His most famous work is called Spiritual Friendship. When Jesus was told that his family was waiting to see him, he replied, "All who do the will of my Father are my family." From this, some Christians have drawn the conclusion that the only kind of love permissible to a Christian is Charity -- that is: (a) the universal benevolence that wills the good of all persons, and (b) the bond that unites the Christian with Christ and through Christ with all other Christians.
Note that Universal Belevolence is extended equally to all persons (we are to love Jones because God made him), and that the bond of Christian Unity unites us equally with all our fellow Christians who are in a state of grace (we are to love Jones because Christ dwells in him). Neither leaves any room for particular friendships, for liking Jones more than Smith because Jones shares our interest in hockey, or because Jones and we like the same sort of jokes, or come from the same part of the country and have similar childhood memories,
or because Jones is an easy-going type and it is easy to relax and feel comfortable around him, or because Jones and we have a special bond of friendship, loyalty, and trust. Particular friendships are OUT!

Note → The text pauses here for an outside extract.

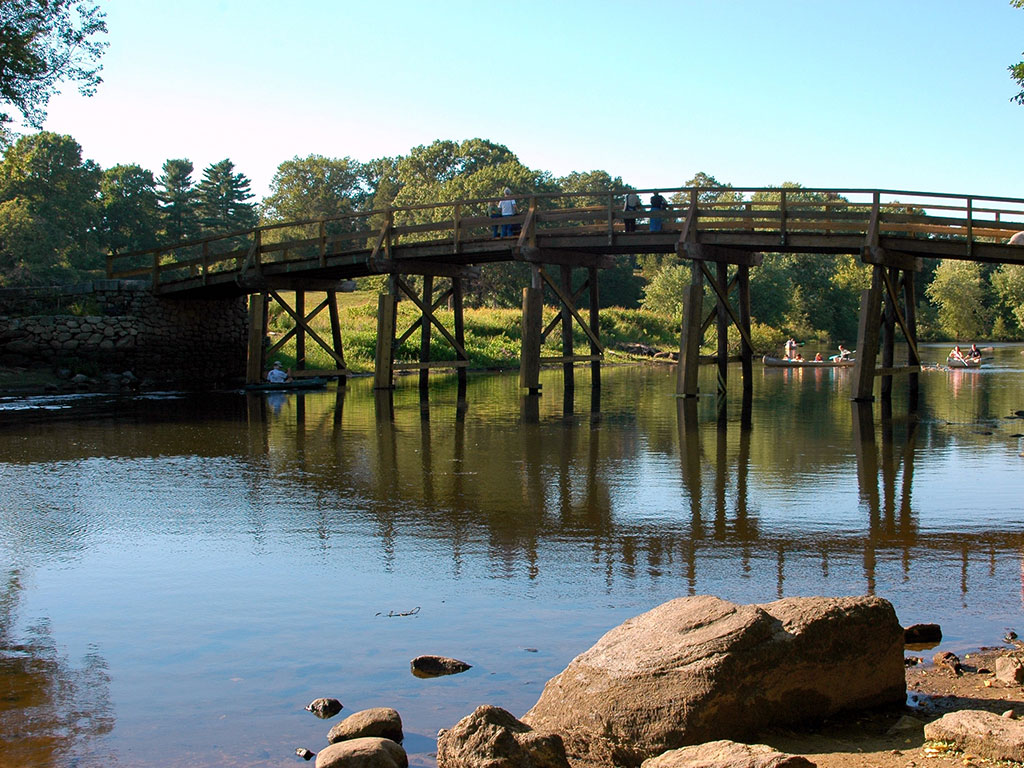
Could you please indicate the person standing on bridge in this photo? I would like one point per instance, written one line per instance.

Some who do not think that every Christian must renounce particular
friendships believe that every monastic must do so. In many religious houses, where the monks or nuns walk two by two into chapel or the dining hall or while pacing about during the daily hour of recreation, the superior will make a point of constantly shifting partners, lest anyone form a liking for one partner more than another. (This does not apply just to friends. It is sometimes held that no monk ought to allow himself any preferences in food or drink.) Against this view, Aelred wrote that it is compatible with the highest degree of Christian perfection to take special pleasure in the company of particular
friends. He point out that we are told that Jesus loved John, and Mary, and Martha, and Lazarus, and that this probably means that he found their company congenial.